Palin is represented by Locke of Clare Locke in Washington, D.C., and Joseph Oliveri from the firm’s office in Alexandria, Virginia. Kenneth G. Turkel, Shane B. Vogt and Bajo Cuva of Cohen Turkel and Preston Ricardo of Golenbock Eiseman Assor Bell & Peskoe acted as co-counsel on the case.

The Times is represented by Lee Levine of Ballard Spahr in Washington, D.C., David A. Schultz of the firm’s New York office and David E. McCraw, the top newsroom lawyer for the Times.

Palin filed her suit in June 2017, just days after the Times ran its editorial in the wake of a shooting at a Congressional baseball practice in Virginia. In her complaint, Palin said attacks against her “inflame passions and thereby drive viewership and web clicks to media companies.”

Palin claimed the editorial in question, titled “America’s Lethal Politics,” linked her to a 2011 shooting at a political event in Tucson, Arizona. Six people were killed, and Giffords was shot in the head. She survived the shooting with serious injuries.

Prior to the shooting in Tucson, Palin’s political action committee, SarahPAC, distributed a flier showing the geographic location of Giffords’ district and others, under stylized crosshairs marking them as targets to be flipped from Democratic to Republican. 

In the first published version of the editorial, the Times erroneously stated the PAC’s flier featured crosshairs over the faces of Democratic lawmakers and that the “link to political incitement was clear” with regard to the shooting in Tucson.

The Times’ own reporting, and an ABC News story hyperlinked to the editorial, stated there was no link between the political literature and Loughner’s actions. The Times twice corrected the piece.

Considering the Times’ motion to dismiss the suit, Rakoff ordered an evidentiary hearing, featuring the testimony of the editorial’s author, James Bennet. At the hearing, Bennet recounted the research and publication process behind the editorial and answered questions about his knowledge of the Loughner shooting six years earlier, according to the Second Circuit’s ruling. 
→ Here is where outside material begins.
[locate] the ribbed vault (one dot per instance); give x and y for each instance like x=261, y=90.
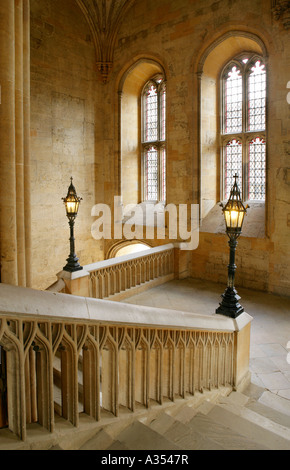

Rakoff, relying on evidence produced at the hearing, dismissed the complaint for failing to show actual malice, saying the editorial contained a “few factual inaccuracies” that were “very rapidly corrected.”

“Negligence this may be,” Rakoff said. “But defamation of a public figure it is plainly not.”

In its decision Tuesday, the Second Circuit panel acknowledged the First Amendment concerns in the case but noted that “at this stage, our concern is with how district courts evaluate pleadings.”

The case is captioned Palin v. The New York Times.